Saturday or Sunday at 11:00 on on March 19 or 20  2011 is the time for, at least according to the astronomical charts, the Last Ride of Winter. Will their still be patches of snow on the eighteen to thirty-two miles of flat road? Will any one do the forty-seven mile extension to Whitelaw? The ride is numbered Min-5 and named “Six Creeks and a Canal” on your OCC web map list.  Dick Matthews is your ride leader and he will post a bulletin to the list later in the week as to which day we’ll roll out from the Minoa Elementary School on N. Main St.

As the club began to expand their roster of rides, long-time member Ed Chin led an “Exploratory Ride- East” of undetermined mileage. The next year, 1983, that ride became the Kirkville-New Boston Loop and started at the now grassed over parking lot on NY290, adjacent to Green Lakes. The loop was expanded to pass the quaint little church in Whitelaw in 1996 and the start venue was changed to Minoa and renamed in 2001. Last year, thirty-three cyclists sought that elusive sixth creek, in similar weather conditions, as OCC started towards their 2010 accumulated mileage of just under ninety-three thousand miles. Let’s get the first thousand of 2011 this week-end.

As the Ides of March limp to a close, Joe Mautz will be leading OCC’s second of the one hundred and seventeen rides scheduled this year. This one is eight to thirty-five miles, an out-n-back, starting at 11:00 on March 26 or 27, from the Onondaga Lake Park parking lot off Long Branch Rd., just East of the bridge.

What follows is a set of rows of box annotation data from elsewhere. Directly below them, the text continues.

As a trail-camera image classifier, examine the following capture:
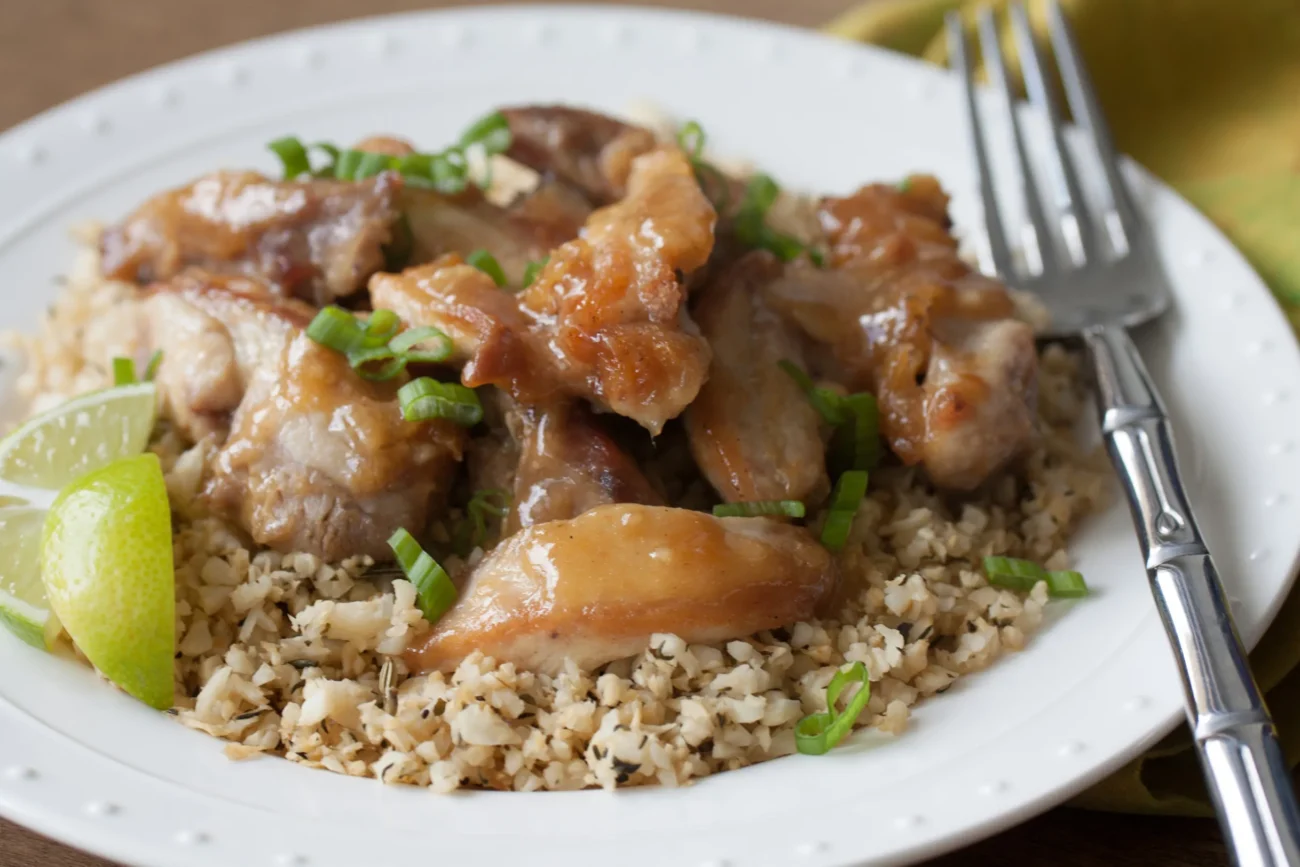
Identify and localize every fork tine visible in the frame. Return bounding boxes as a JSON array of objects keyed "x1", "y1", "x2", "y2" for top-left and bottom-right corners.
[
  {"x1": 979, "y1": 6, "x2": 1056, "y2": 276},
  {"x1": 1048, "y1": 0, "x2": 1138, "y2": 252},
  {"x1": 1011, "y1": 0, "x2": 1093, "y2": 265},
  {"x1": 944, "y1": 12, "x2": 1014, "y2": 279}
]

This ride has been around under various names since the club was founded. It started as a seventeen mile round-trip ride which stopped at the Lamson’s Dairy turnaround where the riders had ice cream and waited for the pack to regroup. Numerous additions and permutations have been added through the years but this ride is traditionally one of the first and last rides of the season. Last year, fifty-two people swung their legs over the saddle.

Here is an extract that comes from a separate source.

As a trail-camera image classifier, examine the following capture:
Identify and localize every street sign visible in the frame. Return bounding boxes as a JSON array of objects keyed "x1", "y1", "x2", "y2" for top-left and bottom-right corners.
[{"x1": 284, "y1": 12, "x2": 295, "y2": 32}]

Note that the route has been modified once again, this time to eliminate the return along busy NY370. Still called the River Road Rides [new map, OLP-1a], it is flatter than the old version but not quite as flat as last weeks ride. Basically, it follows the Senceca River northward, crossing at Hinmanville, rolling through Phoenix and returns along the river. There is a new, three mile extension along Hayes Rd. just to mix the geezers up. So, join Joe as he pedals northward, probably not looking for ice cream.